In March 2024, Kang was included in the 2024 Whitney Biennial, Even Better than the Real Thing, curated for the museum by Chrissie Iles and Meg Onli. She showed a third modified version of her unfixed photo film installation In Cascades, presented in its own gallery in the exhibition. Several critics praised Kang's work as a highlight of the show. (Note: Critics who positively reviewed Kang's work in the Biennial include Jason Farago in The New York Times, Rachel Wetzler in Artforum, Nadja Sayej in the Observer, Sebastian Smee in The Washington Post, and Xenia Benivolski in Texte zur Kunst.) Around the same time, Kang began using greenhouses in her installation works, placing various sculptures, "tanned" photographic films, and other objects inside greenhouses installed in a gallery. She showed her first greenhouse work in the Greater Toronto Art triennial exhibition at the city's Museum of Contemporary Art, in March 2024.

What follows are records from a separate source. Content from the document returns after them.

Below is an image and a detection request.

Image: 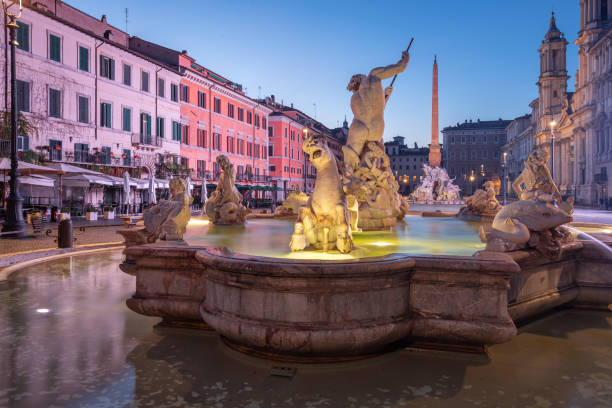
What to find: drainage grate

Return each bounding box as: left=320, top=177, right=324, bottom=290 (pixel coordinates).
left=270, top=366, right=297, bottom=378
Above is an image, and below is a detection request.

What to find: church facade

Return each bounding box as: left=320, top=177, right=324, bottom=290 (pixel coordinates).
left=504, top=0, right=612, bottom=207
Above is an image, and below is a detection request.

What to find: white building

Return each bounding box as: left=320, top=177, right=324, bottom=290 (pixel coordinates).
left=0, top=0, right=181, bottom=175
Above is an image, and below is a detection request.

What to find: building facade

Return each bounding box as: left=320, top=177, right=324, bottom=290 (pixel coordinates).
left=442, top=118, right=510, bottom=195
left=0, top=0, right=180, bottom=176
left=504, top=7, right=612, bottom=207
left=385, top=136, right=429, bottom=196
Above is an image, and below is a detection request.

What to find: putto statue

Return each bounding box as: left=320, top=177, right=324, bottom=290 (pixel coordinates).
left=409, top=164, right=460, bottom=202
left=274, top=186, right=308, bottom=217
left=289, top=136, right=353, bottom=253
left=117, top=178, right=193, bottom=247
left=479, top=148, right=574, bottom=257
left=205, top=154, right=247, bottom=225
left=342, top=51, right=410, bottom=230
left=457, top=180, right=502, bottom=220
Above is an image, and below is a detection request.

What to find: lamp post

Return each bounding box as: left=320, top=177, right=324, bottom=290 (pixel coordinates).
left=550, top=120, right=557, bottom=181
left=2, top=0, right=26, bottom=238
left=502, top=152, right=508, bottom=205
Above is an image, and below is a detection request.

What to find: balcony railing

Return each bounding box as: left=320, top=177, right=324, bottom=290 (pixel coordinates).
left=132, top=133, right=162, bottom=147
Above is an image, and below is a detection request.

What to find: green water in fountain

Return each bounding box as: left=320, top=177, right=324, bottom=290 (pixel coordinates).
left=179, top=216, right=485, bottom=259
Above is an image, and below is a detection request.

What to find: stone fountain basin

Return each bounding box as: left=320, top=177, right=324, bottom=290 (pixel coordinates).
left=122, top=244, right=520, bottom=361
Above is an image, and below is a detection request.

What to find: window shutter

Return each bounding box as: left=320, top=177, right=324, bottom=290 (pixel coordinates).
left=108, top=59, right=115, bottom=80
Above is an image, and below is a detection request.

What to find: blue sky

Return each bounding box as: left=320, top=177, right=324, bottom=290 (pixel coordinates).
left=68, top=0, right=579, bottom=144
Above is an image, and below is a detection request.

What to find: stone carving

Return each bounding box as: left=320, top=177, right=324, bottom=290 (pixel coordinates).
left=289, top=136, right=353, bottom=253
left=479, top=149, right=573, bottom=257
left=457, top=180, right=502, bottom=219
left=274, top=187, right=309, bottom=217
left=342, top=51, right=410, bottom=231
left=409, top=164, right=460, bottom=202
left=205, top=155, right=247, bottom=225
left=117, top=178, right=193, bottom=247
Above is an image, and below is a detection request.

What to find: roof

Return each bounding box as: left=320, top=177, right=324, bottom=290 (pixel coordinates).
left=442, top=118, right=512, bottom=132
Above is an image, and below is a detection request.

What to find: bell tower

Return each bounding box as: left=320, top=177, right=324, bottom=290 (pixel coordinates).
left=537, top=12, right=569, bottom=124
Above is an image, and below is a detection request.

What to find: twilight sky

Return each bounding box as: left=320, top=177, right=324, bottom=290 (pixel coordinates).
left=67, top=0, right=580, bottom=145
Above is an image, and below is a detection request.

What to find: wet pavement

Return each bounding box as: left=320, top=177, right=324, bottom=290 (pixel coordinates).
left=0, top=251, right=612, bottom=408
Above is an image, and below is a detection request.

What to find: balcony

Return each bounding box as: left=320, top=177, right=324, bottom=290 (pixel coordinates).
left=132, top=133, right=162, bottom=148
left=593, top=173, right=608, bottom=183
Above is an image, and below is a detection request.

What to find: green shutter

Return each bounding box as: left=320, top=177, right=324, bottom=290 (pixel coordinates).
left=17, top=21, right=30, bottom=51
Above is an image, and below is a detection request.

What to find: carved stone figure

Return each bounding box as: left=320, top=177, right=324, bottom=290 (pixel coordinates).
left=457, top=180, right=502, bottom=219
left=479, top=149, right=573, bottom=257
left=117, top=178, right=193, bottom=247
left=409, top=164, right=460, bottom=202
left=274, top=188, right=308, bottom=217
left=289, top=136, right=353, bottom=253
left=342, top=51, right=410, bottom=231
left=205, top=155, right=247, bottom=225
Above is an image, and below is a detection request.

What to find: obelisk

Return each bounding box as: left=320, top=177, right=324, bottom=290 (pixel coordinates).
left=429, top=56, right=442, bottom=167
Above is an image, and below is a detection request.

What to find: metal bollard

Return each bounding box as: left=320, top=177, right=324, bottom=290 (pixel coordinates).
left=57, top=219, right=72, bottom=248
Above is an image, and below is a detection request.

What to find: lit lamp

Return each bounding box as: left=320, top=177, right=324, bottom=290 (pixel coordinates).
left=550, top=120, right=557, bottom=181
left=2, top=0, right=26, bottom=238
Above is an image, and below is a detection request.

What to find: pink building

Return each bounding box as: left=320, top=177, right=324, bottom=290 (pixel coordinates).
left=130, top=37, right=272, bottom=206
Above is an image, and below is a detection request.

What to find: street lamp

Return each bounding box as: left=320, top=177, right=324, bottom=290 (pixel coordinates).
left=550, top=120, right=557, bottom=181
left=502, top=152, right=508, bottom=205
left=2, top=0, right=26, bottom=238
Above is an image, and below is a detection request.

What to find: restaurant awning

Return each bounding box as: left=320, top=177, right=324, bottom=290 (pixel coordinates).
left=0, top=157, right=63, bottom=176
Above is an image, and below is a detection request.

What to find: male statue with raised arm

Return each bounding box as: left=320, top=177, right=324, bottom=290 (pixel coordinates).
left=342, top=51, right=410, bottom=171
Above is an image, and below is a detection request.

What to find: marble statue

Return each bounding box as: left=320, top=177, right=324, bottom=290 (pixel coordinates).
left=409, top=164, right=460, bottom=202
left=117, top=178, right=193, bottom=247
left=204, top=155, right=247, bottom=225
left=457, top=180, right=502, bottom=219
left=289, top=136, right=353, bottom=253
left=274, top=186, right=309, bottom=217
left=341, top=51, right=410, bottom=231
left=479, top=148, right=573, bottom=258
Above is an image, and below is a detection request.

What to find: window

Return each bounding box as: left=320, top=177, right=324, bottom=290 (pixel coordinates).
left=172, top=120, right=181, bottom=142
left=196, top=129, right=206, bottom=147
left=49, top=88, right=62, bottom=118
left=182, top=125, right=189, bottom=145
left=157, top=116, right=165, bottom=139
left=49, top=34, right=62, bottom=62
left=100, top=55, right=115, bottom=83
left=121, top=149, right=132, bottom=166
left=79, top=45, right=89, bottom=72
left=74, top=143, right=89, bottom=163
left=121, top=108, right=132, bottom=132
left=78, top=95, right=89, bottom=123
left=181, top=84, right=189, bottom=102
left=16, top=80, right=30, bottom=112
left=100, top=102, right=113, bottom=128
left=215, top=98, right=221, bottom=113
left=157, top=78, right=166, bottom=98
left=123, top=64, right=132, bottom=86
left=140, top=112, right=152, bottom=144
left=17, top=21, right=30, bottom=52
left=49, top=139, right=62, bottom=161
left=140, top=71, right=149, bottom=92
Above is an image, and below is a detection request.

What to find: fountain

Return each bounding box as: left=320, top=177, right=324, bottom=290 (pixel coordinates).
left=116, top=50, right=612, bottom=362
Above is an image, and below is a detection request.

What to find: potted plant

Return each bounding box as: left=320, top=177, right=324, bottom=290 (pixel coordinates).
left=60, top=207, right=70, bottom=221
left=85, top=204, right=98, bottom=221
left=104, top=205, right=115, bottom=220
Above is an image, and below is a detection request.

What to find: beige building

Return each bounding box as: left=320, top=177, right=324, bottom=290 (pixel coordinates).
left=504, top=7, right=612, bottom=206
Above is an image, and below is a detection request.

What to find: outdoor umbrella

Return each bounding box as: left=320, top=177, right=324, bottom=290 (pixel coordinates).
left=149, top=173, right=157, bottom=204
left=123, top=171, right=131, bottom=213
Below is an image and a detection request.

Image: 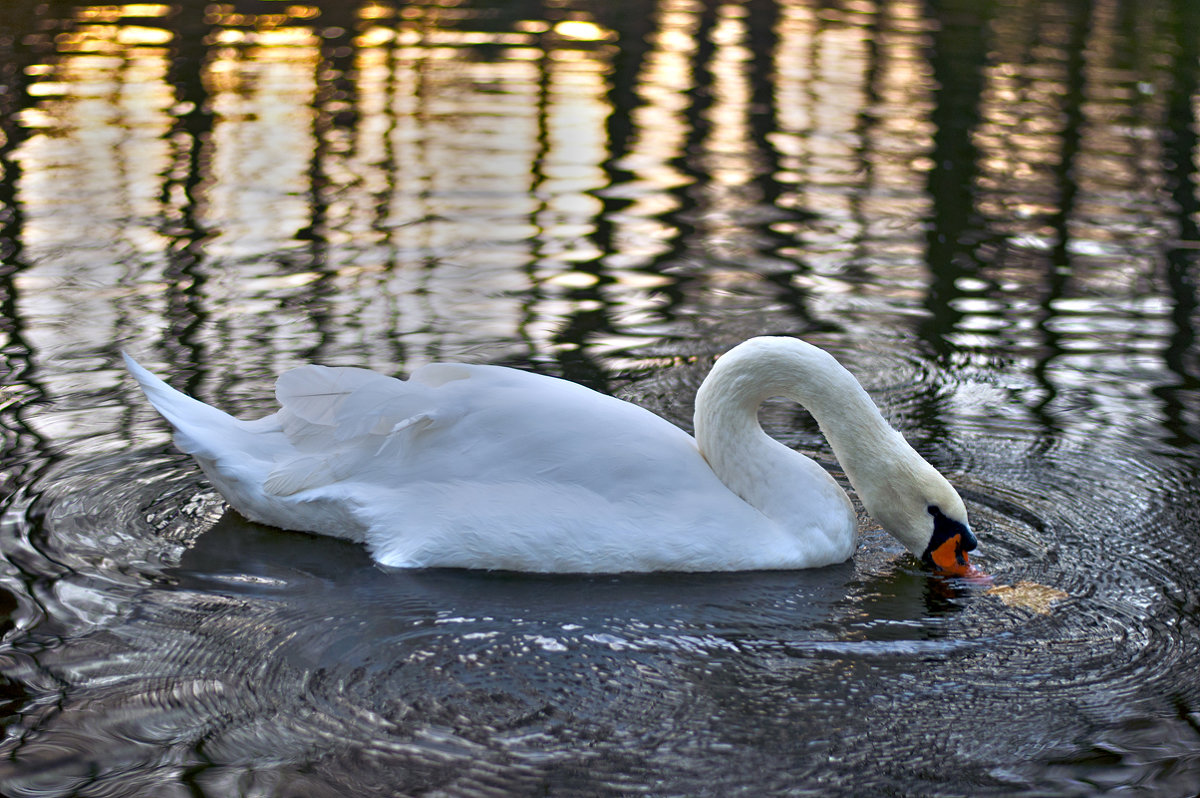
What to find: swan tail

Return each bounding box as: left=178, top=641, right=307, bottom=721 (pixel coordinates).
left=121, top=352, right=244, bottom=460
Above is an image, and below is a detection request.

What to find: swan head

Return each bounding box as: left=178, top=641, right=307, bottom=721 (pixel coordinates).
left=859, top=458, right=978, bottom=576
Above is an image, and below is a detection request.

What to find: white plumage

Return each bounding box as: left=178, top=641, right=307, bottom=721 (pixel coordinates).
left=126, top=338, right=966, bottom=572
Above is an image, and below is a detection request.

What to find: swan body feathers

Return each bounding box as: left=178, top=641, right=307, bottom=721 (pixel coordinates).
left=125, top=337, right=974, bottom=572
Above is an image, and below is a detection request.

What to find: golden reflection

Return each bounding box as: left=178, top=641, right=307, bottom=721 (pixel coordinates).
left=605, top=0, right=700, bottom=266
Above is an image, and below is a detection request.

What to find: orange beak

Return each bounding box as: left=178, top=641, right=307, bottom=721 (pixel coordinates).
left=929, top=535, right=974, bottom=576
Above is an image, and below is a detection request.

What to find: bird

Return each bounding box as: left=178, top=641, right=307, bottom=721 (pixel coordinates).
left=121, top=336, right=977, bottom=575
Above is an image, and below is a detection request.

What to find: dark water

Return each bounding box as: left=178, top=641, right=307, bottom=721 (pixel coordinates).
left=0, top=0, right=1200, bottom=797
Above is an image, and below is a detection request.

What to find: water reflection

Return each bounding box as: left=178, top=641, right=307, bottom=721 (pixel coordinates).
left=0, top=0, right=1200, bottom=794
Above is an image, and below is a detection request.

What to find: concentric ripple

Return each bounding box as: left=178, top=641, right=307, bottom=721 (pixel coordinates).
left=0, top=342, right=1200, bottom=796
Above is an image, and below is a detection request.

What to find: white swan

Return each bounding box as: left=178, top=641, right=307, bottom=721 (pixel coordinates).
left=125, top=337, right=976, bottom=574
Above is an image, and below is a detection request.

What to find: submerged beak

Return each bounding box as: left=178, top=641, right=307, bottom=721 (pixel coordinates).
left=920, top=514, right=979, bottom=576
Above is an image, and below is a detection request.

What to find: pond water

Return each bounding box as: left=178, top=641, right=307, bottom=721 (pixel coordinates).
left=0, top=0, right=1200, bottom=797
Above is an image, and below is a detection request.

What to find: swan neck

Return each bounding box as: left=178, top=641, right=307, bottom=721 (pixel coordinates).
left=695, top=338, right=895, bottom=460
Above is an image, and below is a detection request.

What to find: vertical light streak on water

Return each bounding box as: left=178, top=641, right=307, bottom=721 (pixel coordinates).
left=770, top=2, right=934, bottom=322
left=11, top=11, right=172, bottom=451
left=521, top=30, right=614, bottom=367
left=604, top=0, right=698, bottom=279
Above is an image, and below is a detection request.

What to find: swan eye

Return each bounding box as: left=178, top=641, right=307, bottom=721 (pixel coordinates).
left=920, top=504, right=979, bottom=575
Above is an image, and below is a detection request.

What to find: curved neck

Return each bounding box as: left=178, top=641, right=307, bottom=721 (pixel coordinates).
left=695, top=337, right=911, bottom=509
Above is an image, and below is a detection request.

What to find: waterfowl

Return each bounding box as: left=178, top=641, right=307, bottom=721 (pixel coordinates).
left=125, top=337, right=976, bottom=574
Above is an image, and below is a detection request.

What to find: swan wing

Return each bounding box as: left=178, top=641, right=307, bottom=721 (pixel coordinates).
left=264, top=364, right=715, bottom=497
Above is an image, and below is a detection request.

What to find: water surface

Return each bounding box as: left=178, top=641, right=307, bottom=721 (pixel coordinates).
left=0, top=0, right=1200, bottom=796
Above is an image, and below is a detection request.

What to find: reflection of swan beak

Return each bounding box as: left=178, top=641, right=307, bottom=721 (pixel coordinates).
left=923, top=528, right=979, bottom=576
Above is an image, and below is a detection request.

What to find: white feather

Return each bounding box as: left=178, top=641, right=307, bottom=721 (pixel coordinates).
left=126, top=338, right=966, bottom=572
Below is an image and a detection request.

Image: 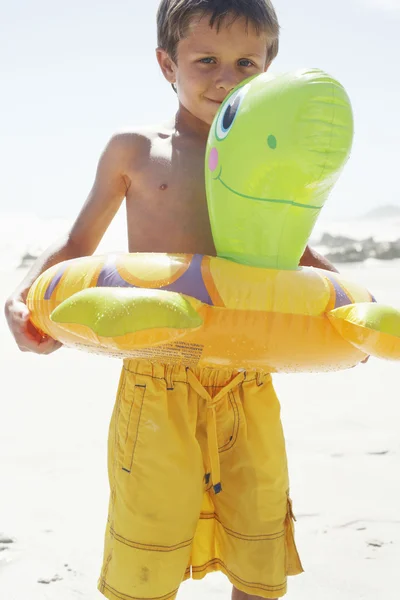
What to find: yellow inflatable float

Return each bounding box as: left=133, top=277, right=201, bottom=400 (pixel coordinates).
left=27, top=70, right=400, bottom=372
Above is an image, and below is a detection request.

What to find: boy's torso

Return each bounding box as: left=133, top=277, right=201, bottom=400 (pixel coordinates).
left=125, top=127, right=215, bottom=255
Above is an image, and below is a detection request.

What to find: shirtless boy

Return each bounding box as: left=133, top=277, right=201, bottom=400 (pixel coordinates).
left=6, top=0, right=334, bottom=600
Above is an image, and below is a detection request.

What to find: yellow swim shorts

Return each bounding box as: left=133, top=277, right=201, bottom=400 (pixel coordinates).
left=98, top=360, right=302, bottom=600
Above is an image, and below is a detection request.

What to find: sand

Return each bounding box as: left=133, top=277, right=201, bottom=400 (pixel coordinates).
left=0, top=262, right=400, bottom=600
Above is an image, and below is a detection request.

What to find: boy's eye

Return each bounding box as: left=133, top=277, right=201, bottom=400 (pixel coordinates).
left=215, top=85, right=249, bottom=142
left=239, top=58, right=253, bottom=67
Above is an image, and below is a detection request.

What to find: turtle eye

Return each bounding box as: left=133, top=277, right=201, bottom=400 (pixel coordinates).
left=215, top=85, right=248, bottom=141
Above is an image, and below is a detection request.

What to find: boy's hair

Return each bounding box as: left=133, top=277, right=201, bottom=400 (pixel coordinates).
left=157, top=0, right=279, bottom=63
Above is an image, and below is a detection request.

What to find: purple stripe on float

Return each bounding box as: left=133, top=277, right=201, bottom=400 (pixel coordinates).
left=97, top=254, right=213, bottom=306
left=324, top=271, right=353, bottom=308
left=44, top=263, right=68, bottom=300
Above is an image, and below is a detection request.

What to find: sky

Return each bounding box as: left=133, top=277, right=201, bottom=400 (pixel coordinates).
left=0, top=0, right=400, bottom=225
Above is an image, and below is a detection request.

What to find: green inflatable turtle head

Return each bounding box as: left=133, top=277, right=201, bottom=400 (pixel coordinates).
left=206, top=69, right=353, bottom=269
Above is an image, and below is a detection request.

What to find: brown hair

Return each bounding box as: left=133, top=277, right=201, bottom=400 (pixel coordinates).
left=157, top=0, right=279, bottom=62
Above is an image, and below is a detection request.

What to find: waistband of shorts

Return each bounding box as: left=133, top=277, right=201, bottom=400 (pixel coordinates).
left=124, top=358, right=271, bottom=388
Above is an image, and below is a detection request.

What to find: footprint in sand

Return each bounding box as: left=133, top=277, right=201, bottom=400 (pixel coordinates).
left=38, top=574, right=62, bottom=585
left=0, top=533, right=16, bottom=563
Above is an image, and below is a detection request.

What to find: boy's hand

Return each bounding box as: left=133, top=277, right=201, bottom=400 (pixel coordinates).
left=4, top=298, right=62, bottom=354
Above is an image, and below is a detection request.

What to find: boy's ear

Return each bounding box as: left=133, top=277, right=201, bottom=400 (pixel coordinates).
left=156, top=48, right=176, bottom=83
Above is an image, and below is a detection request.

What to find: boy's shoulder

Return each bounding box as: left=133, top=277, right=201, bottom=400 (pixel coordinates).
left=104, top=124, right=174, bottom=168
left=109, top=124, right=174, bottom=149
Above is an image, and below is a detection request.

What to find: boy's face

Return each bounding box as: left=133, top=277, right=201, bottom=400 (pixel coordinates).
left=159, top=15, right=268, bottom=125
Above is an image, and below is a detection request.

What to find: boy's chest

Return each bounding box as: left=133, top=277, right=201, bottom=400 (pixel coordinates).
left=127, top=135, right=215, bottom=254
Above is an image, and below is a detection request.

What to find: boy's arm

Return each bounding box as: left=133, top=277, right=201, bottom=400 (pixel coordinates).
left=300, top=246, right=338, bottom=273
left=5, top=135, right=132, bottom=354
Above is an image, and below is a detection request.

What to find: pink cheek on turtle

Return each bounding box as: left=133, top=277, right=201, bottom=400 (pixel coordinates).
left=208, top=148, right=218, bottom=171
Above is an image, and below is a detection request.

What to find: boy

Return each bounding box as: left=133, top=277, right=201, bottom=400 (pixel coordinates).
left=6, top=0, right=333, bottom=600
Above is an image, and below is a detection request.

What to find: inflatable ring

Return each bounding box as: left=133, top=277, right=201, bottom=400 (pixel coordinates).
left=27, top=70, right=400, bottom=372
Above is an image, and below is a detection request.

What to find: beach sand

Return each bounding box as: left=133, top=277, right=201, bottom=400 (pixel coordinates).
left=0, top=262, right=400, bottom=600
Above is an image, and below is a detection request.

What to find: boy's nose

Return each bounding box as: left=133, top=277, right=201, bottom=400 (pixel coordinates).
left=215, top=67, right=239, bottom=92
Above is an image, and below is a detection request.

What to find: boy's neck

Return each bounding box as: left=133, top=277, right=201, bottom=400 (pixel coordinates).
left=175, top=104, right=210, bottom=142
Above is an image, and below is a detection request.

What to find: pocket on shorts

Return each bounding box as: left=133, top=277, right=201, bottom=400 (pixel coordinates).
left=216, top=391, right=240, bottom=452
left=117, top=382, right=146, bottom=473
left=285, top=496, right=304, bottom=575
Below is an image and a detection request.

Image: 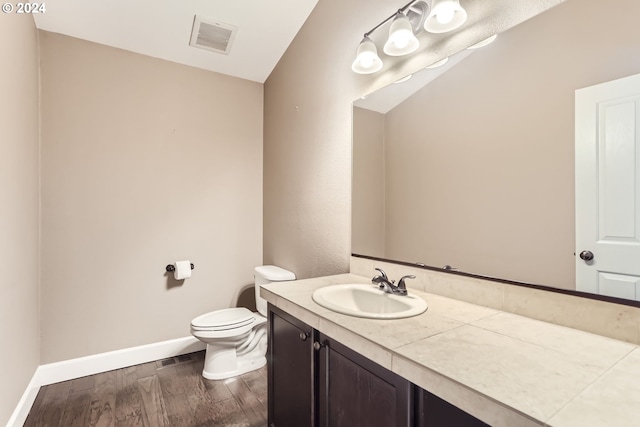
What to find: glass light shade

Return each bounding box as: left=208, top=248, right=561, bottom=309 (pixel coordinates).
left=467, top=34, right=498, bottom=49
left=383, top=13, right=420, bottom=56
left=424, top=0, right=467, bottom=33
left=351, top=37, right=382, bottom=74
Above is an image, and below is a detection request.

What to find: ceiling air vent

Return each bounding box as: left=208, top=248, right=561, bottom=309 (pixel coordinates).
left=189, top=15, right=238, bottom=55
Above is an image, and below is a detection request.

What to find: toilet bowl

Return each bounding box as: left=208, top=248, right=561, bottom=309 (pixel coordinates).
left=191, top=265, right=296, bottom=380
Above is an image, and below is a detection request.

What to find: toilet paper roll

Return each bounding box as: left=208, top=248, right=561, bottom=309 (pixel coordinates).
left=173, top=261, right=191, bottom=280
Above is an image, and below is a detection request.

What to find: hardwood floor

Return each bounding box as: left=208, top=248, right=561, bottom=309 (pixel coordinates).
left=24, top=351, right=267, bottom=427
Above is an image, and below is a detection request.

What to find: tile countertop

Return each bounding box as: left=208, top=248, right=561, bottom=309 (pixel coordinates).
left=261, top=274, right=640, bottom=427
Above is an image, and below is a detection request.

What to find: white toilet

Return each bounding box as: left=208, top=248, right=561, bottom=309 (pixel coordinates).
left=191, top=265, right=296, bottom=380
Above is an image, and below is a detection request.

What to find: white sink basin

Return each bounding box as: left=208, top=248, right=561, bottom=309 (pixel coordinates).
left=313, top=284, right=427, bottom=319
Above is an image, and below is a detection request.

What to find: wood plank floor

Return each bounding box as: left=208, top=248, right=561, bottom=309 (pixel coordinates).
left=24, top=351, right=267, bottom=427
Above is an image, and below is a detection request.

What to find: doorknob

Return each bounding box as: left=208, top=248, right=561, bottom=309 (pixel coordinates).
left=580, top=251, right=593, bottom=261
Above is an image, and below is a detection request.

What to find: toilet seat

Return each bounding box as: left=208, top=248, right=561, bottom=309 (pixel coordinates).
left=191, top=307, right=256, bottom=332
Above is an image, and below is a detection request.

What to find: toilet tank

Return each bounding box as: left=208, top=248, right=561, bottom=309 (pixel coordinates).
left=254, top=265, right=296, bottom=316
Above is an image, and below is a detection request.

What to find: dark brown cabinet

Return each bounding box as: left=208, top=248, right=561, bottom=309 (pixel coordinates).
left=267, top=304, right=487, bottom=427
left=267, top=305, right=316, bottom=427
left=318, top=334, right=413, bottom=427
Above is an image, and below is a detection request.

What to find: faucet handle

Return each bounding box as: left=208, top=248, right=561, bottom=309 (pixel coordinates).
left=398, top=274, right=416, bottom=289
left=375, top=267, right=389, bottom=280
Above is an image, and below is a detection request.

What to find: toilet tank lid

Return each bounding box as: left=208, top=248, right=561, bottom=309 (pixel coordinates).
left=255, top=265, right=296, bottom=282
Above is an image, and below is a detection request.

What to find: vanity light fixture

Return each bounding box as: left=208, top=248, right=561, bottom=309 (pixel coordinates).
left=351, top=0, right=429, bottom=74
left=424, top=0, right=467, bottom=33
left=383, top=12, right=420, bottom=56
left=351, top=34, right=382, bottom=74
left=351, top=0, right=472, bottom=74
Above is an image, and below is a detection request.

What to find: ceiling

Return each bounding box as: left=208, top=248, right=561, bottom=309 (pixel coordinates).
left=34, top=0, right=318, bottom=83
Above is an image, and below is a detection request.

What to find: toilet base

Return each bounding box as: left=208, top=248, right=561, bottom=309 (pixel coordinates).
left=202, top=344, right=267, bottom=380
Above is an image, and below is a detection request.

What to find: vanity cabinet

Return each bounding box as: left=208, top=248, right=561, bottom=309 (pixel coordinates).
left=316, top=333, right=413, bottom=427
left=267, top=305, right=317, bottom=427
left=267, top=304, right=486, bottom=427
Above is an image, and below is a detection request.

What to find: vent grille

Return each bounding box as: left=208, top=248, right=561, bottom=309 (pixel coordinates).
left=189, top=15, right=238, bottom=55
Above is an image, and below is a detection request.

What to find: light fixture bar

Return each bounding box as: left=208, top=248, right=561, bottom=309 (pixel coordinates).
left=364, top=0, right=419, bottom=37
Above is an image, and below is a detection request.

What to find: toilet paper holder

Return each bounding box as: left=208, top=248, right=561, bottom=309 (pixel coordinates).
left=165, top=263, right=195, bottom=272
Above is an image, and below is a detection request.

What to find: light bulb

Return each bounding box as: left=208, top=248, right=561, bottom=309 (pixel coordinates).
left=383, top=12, right=420, bottom=56
left=351, top=37, right=382, bottom=74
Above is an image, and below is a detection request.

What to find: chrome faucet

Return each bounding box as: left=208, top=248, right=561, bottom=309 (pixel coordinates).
left=371, top=268, right=416, bottom=296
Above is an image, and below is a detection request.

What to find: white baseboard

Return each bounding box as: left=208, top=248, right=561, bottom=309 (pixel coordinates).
left=7, top=336, right=206, bottom=427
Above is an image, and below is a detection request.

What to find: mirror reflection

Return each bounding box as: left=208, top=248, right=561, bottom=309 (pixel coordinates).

Kang was awarded a Guggenheim Fellowship in April 2024 to support her work. In September, she staged a solo show titled Azaleas at Commonwealth and Council in Los Angeles. In December, The New York Times named Kang one of ten "breakout stars" of 2024.

Kang mounted a solo exhibition in April 2025 at 52 Walker, an exhibition space in Manhattan's Tribeca neighborhood owned by David Zwirner Gallery. In addition to several greenhouse installations and lengths of "tanned" photographic film suspended from the gallery ceilings, she exhibited a film installation in the basement made with strips of film stretched around a rotating rotary dryer used in photographic processing. ARTnews named the show the 8th best exhibition in New York that year.